Prêts publics et garanties Les prêts publics à taux réduit et les garanties de l’État facilitent l’accès au financement pour les entreprises, en réduisant le risque pour les banques.
  • Exemples :
    • Prêts d’honneur : Offerts à des entrepreneurs, ces prêts à taux zéro facilitent l’accès au financement pour les jeunes entreprises.
    • Garanties Bpifrance : Bpifrance propose des garanties pour réduire les risques liés aux prêts bancaires des PME innovantes ou en développement.
Subventions d’investissement Les subventions d’investissement soutiennent les projets d’infrastructures ou d’équipements, en partie ou en totalité, et sont particulièrement importantes pour les entreprises cherchant à moderniser leurs installations.
  • Exemples :
    • Aides à la rénovation énergétique : Subventions accordées aux entreprises et collectivités pour améliorer l’efficacité énergétique de leurs bâtiments, souvent via des programmes comme ceux de l’ADEME.
Les bénéficiaires des subventions publiques
Entreprises Les entreprises, en particulier les PME et ETI, sont les principales bénéficiaires des subventions publiques en France. Les secteurs privilégiés incluent l’innovation, la transition écologique, et la transformation industrielle.
  • Exemples :
    • PME innovantes : Les subventions de Bpifrance soutiennent les PME qui investissent dans la R&D et les technologies innovantes.
    • Startups technologiques : Les jeunes entreprises bénéficient de subventions pour financer le développement de nouveaux produits ou services.
Associations Les associations jouent un rôle crucial dans le tissu social français et bénéficient de subventions pour soutenir des projets dans des domaines tels que la culture, le sport, l’environnement, ou le social.
  • Exemples :
    • Subventions aux associations caritatives : Aides publiques aux associations œuvrant pour la lutte contre la pauvreté ou l’exclusion sociale.

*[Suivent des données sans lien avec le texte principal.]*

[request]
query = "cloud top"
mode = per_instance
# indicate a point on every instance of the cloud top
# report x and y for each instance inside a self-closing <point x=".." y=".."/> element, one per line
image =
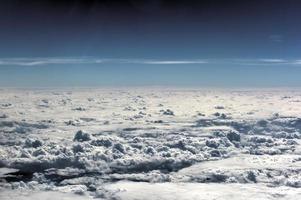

Collectivités locales Les collectivités locales reçoivent des subventions pour financer des projets d’infrastructure et de services publics, notamment dans les secteurs de l’urbanisme et de la transition énergétique.
  • Exemples :
    • Aides à la transition énergétique : Les collectivités qui modernisent leurs infrastructures pour réduire leur empreinte carbone peuvent recevoir des subventions via des dispositifs régionaux ou nationaux.
Exemples concrets de subventions publiques en France
  • Le Crédit d’Impôt Recherche (CIR) : Ce dispositif fiscal est accessible aux entreprises investissant dans la R&D. Il permet de déduire une partie des dépenses liées à l’innovation, stimulant ainsi la compétitivité des entreprises.
  • Le Fonds pour l’innovation et l’industrie (FII) : Ce fonds soutient le développement technologique des entreprises françaises, en particulier dans les domaines de l’intelligence artificielle, de la robotique, et des technologies propres. Il vise à renforcer la compétitivité des entreprises industrielles.
  • Le Programme d’investissements d’avenir (PIA) : Destiné principalement aux PME et ETI, ce programme finance des projets innovants dans des domaines comme la transition énergétique, la mobilité durable, et l’économie numérique. Il accompagne les entreprises dans le développement des technologies d’avenir.
Maximiser l’accès aux subventions publiques
Pour les entreprises, associations, et collectivités, les subventions publiques en France représentent un levier financier essentiel. Comprendre les différents types de subventions, ainsi que les critères d’éligibilité, permet de maximiser les chances d’accès à ces financements. Qu’elles soient directes, indirectes, ou sous forme de prêts, ces aides permettent de soutenir des projets ayant un impact durable sur l’économie et la société.